In the name of the cow

A high court direction indicates that governments are accountable for the powers wielded by cow vigilantes

The Editorial Board Published 08.05.21, 12:28 AM
Representational image.

Representational image. Shutterstock

Courts have a habit of playing spoiler. The Punjab and Haryana High Court has reportedly directed the government of Haryana to explain what power or authority cow vigilantes have to raid citizens’ homes. The high court granted bail to a petitioner from Mewat with regard to a first information report based on a complaint by a gau rakshak group. This group had forcibly entered the petitioner’s house and discovered tethered cattle as well as, allegedly, instruments of slaughter. The FIR was recorded although there was no demonstrable killing of cows or sale of beef, which are forbidden by Haryana’s law against cow slaughter. The high court emphasized that raiding a home was illegal; private citizens cannot take the law into their own hands. By granting bail to the petitioner, the Punjab and Haryana High Court established the hollowness of the complaint. This was important in the context of seven years of cow-related violence against members of minority communities and Dalits. Besides, it asked the government for an explanation of the vigilantes’ powers. By implication, it suggested that the government is accountable for the nurturing of this form of violence.

That suggestion points to the Bharatiya Janata Party’s intoxication with the cow. It is not enough for the party to consolidate its supporters’ votes around adoration for this gentle animal; the cow must be placed at the centre of India’s culture as a beacon for the Hindu rashtra that the BJP and its kin are certain will soon dawn. The flip side of adoration is organized violence: over 40 people have been killed by cow vigilantes since 2014 and many more injured. The intoxication, however, has spread from adoration on the one hand and violence on the other to science, medicine and academia. India may have acquired a unique place in the world by planning a nationwide examination on the incomparable virtues of the indigenous cow with prizes at the end. This assessment of nation-love and cow-love apart, research on the medicinal effects of the cow’s effluents is encouraged: it seems that the cow’s urine may cure cancer and dried cow dung may protect homes from radiation, among other miraculous benefits.

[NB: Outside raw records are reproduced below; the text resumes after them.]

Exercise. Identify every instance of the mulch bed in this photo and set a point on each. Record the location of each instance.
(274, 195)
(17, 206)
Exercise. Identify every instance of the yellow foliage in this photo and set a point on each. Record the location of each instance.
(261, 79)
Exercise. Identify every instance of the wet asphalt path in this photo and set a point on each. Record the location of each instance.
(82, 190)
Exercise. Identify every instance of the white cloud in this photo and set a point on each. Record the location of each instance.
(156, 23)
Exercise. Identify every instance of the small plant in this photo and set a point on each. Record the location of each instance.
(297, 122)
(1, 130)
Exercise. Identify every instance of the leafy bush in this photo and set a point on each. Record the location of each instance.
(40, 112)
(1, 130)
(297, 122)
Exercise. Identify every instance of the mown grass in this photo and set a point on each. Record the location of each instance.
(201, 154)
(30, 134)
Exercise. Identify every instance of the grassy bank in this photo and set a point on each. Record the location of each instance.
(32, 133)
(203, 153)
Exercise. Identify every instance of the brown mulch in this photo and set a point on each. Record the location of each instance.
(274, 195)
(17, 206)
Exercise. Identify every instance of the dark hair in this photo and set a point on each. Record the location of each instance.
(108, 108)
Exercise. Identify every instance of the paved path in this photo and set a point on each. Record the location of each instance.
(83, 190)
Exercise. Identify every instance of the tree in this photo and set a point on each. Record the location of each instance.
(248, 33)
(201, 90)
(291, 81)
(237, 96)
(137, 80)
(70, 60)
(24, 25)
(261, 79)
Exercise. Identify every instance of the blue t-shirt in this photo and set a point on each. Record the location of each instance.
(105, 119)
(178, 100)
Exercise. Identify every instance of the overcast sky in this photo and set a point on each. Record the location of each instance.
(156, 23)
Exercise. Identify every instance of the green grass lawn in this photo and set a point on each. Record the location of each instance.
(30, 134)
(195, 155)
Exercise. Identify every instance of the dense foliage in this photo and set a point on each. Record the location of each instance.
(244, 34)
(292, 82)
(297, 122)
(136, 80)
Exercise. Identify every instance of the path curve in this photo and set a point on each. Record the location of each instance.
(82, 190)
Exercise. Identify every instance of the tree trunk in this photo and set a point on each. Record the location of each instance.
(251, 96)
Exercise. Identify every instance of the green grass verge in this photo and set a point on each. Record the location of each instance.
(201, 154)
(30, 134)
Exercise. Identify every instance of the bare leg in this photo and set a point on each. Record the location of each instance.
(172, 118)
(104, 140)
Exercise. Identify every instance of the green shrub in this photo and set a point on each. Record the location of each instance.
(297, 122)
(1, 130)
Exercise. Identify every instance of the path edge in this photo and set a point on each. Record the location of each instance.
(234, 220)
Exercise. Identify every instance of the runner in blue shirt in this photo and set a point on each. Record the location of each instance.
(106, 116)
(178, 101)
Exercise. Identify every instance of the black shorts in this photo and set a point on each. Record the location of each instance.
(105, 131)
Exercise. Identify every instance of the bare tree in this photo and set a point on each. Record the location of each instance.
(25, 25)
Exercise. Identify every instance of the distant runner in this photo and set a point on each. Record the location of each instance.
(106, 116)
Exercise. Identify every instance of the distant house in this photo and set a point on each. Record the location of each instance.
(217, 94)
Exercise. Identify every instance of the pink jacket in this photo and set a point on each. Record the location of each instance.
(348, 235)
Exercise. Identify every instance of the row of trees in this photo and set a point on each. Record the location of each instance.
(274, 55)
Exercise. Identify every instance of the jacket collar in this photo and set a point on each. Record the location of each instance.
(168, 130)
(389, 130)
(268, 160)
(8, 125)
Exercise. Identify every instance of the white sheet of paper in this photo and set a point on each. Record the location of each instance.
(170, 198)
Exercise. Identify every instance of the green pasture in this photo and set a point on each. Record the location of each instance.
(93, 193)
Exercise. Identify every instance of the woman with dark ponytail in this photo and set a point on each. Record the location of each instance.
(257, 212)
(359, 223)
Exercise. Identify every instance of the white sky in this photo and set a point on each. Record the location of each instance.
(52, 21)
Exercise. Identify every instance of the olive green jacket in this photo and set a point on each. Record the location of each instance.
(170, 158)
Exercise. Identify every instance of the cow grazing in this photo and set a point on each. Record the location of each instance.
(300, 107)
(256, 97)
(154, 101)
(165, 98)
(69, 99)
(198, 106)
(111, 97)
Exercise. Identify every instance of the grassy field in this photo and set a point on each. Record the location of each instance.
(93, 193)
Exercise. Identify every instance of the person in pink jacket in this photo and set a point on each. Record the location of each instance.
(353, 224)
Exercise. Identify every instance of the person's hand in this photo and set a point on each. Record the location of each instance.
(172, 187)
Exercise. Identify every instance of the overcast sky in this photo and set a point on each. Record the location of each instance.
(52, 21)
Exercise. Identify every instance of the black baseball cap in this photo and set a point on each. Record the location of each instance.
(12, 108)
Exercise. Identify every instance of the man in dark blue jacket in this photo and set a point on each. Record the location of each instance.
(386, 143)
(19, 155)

The public remains ignorant of how much of its money these projects use, even at a time when the whole country is racked by the insufficiency of medical support amid the raging second surge of the Covid-19 infection. The BJP’s attitude is flamboyantly represented by the chief minister of Uttar Pradesh, who ordered help desks for cow protection to be set up in all districts: these are 700 in number. While 353 people died in the 24 hours ending Thursday last, cow shelters were given thermal scanners and oximeters allegedly so that the cows remained safe. Nothing is surprising in a state that gave 130 cow shelters nearly Rs 40 crore in 2020-21. The high court’s response gains weight against this terrifying reversal of priorities.